I have an assignment where I have 2 numbers (a and b) and a count (n). I need to first generate random numbers that will be the time each thread will sleep for. Then, each thread calculates the sum, difference, product and division (respectively) of a and b and repeat that n times. For example:
a = 10
b = 2
n = 2
SUM: 12
DIFFERENCE: 8
PRODUCT: 20
DIVISION: 5
SUM: 12
DIFFERENCE: 8
PRODUCT: 20
DIVISION: 5
and in between each line, the program sleeps for some seconds. The order must be sum, difference, product and division. I can't use queues or kill/spawn threads repeatedly. My first thought was to use 4 conditional variables to dictate the order the threads need to run. I came up with this:
mutex = Mutex.new
resources = Array.new(4) { ConditionVariable.new }
t1 = Thread.new do
mutex.synchronize do
puts "Thread 1"
sleep(3)
resources[0].signal
end
end
t2 = Thread.new do
mutex.synchronize do
resources[0].wait(mutex)
puts "Thread 2"
sleep(3)
resources[1].signal
end
end
t3 = Thread.new do
mutex.synchronize do
resources[1].wait(mutex)
puts "Thread 3"
sleep(3)
resources[2].signal
end
end
t4 = Thread.new do
mutex.synchronize do
resources[2].wait(mutex)
puts "Thread 4"
sleep(3)
end
end
t1.join
t2.join
t3.join
t4.join
but I'm getting this deadlock error: main.rb:39:in 'join': No live threads left. Deadlock? (fatal)
Could this approach work? What should I do to fix it? Are there any other better approaches that could work?
CodePudding user response:
I'm not a ruby expert, but in every other language i have used, the name "condition variable" is a misnomer.
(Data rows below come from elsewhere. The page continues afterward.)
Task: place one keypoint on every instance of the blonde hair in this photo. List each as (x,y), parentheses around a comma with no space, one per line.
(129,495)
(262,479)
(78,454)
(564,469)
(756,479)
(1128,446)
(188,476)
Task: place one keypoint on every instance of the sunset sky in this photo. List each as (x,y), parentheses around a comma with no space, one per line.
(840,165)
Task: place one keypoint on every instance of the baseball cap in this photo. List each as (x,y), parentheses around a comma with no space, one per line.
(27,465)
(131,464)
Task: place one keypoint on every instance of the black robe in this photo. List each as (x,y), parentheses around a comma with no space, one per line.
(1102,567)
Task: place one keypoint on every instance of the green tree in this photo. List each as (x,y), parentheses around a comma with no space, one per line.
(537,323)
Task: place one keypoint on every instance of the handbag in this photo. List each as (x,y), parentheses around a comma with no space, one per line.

For anything else that's called "variable," we expect that if one thread changes it, some other thread can come along later and see that it was changed. That is not how condition variables work.
When thread A "notifies/signals" a condition variable, it will "wake up" some other thread that already was waiting, but if no other thread happened waiting at that moment, then the signal/notification does absolutely nothing at all.
Condition variables do not remember notifications.
Here's what I think could happen:
The t1
thread locks the mutex, and then sleeps.
The other three threads all start up, and all get blocked while awaiting the mutex.
The t1
thread returns from sleep(3)
, and it signals the condition variable. But, condition variables do not remember notifications. None of the other threads has been able to get to their wait(mutex)
calls, because they're all still trying to get past mutex.synchronize
. The notification is lost.
The t1
thread leaves the synchronized block, the other threads get in to their synchronized blocks, one-by-one, until all of them are awaiting signals.
Meanwhile, the main thread has been hanging in t1.join()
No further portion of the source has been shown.